Personal info

My name is Daria Dayter, but I use my full name only for publications. If we have ever met face to face, you probably know me as Dasha.

I am an English linguist with a special interest in corpus linguistics, discourse analysis, and digital language.

I work at Tampere University (Finland) as an associate professor of English Linguistics.

 

Before coming to Finland, I obtained my PhD at the University of Bayreuth, Germany, and “second PhD” (habilitation) from the University of Basel, Switzerland. Originally, I hail from the Far North of Russia..

My past projects include “Discursive identity in microblogging”, a pragmatic investigation of a Twitter community using qualitative and corpus-assisted methods, and “Language of seduction”, a study of how a gendered community of ‘pick-up artists’ uses language for manipulative purposes.

I have created and explored a large corpus of spoken language for a study of Russian-English conference interpreting. My new project uses large corpora of reddit and twitter data to pose linguistic questions about pragmatic variation online, especially about positive communication on social media (compliments, self-praise).

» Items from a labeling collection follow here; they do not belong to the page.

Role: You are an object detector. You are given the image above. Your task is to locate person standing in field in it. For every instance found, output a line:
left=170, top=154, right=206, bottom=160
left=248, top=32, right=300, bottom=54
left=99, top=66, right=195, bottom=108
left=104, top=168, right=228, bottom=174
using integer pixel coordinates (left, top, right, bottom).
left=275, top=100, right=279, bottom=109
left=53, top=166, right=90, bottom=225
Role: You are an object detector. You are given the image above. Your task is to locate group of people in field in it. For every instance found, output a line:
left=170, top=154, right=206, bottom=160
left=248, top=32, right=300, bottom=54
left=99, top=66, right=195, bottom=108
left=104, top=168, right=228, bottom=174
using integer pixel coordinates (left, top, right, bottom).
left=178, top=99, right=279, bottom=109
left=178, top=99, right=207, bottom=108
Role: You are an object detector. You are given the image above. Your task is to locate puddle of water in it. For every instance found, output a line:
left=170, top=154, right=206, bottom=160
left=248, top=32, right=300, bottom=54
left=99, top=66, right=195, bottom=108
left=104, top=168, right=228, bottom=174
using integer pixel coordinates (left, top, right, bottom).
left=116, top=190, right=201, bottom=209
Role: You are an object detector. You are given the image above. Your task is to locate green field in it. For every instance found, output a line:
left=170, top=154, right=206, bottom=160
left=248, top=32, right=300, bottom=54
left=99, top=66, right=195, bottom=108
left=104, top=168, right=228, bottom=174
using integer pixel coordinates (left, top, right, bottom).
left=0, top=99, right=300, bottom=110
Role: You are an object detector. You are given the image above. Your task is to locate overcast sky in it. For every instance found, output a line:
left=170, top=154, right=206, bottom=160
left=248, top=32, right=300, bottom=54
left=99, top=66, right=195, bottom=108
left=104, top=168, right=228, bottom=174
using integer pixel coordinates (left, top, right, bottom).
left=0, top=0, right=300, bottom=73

Participating in academic life

I am the Editor-in-Chief for Pragmatics & Society. I am also the Multilingual Website Editor for Target. International Journal for Translation Studies, and the book review editor for Discourse Studies. As a member of the advisory board for Internet Pragmatics, I regularly review for this journal, as well as for Discourse, Context & Media; Journal of Pragmatics; Journal of Politeness Research; Text & Talk; language@internet, Sexuality & Culture, and monographs for John Benjamins, Peter Lang, and Routledge.

I am the vice president of the steering board for the PLURAL research centre at Tampere University. I took part in the university self-government by taking on elected positions in the PhD Senate Committee and the Faculty Committee of the Department of Languages and Literatures, University of Basel.

I am a member of Association of Internet Researchers, European Society for Translation Studies, International Pragmatics Association, International Society for the Linguistics of English, The Finnish Association for Applied Linguistics and The Finnish Society for the Study of English.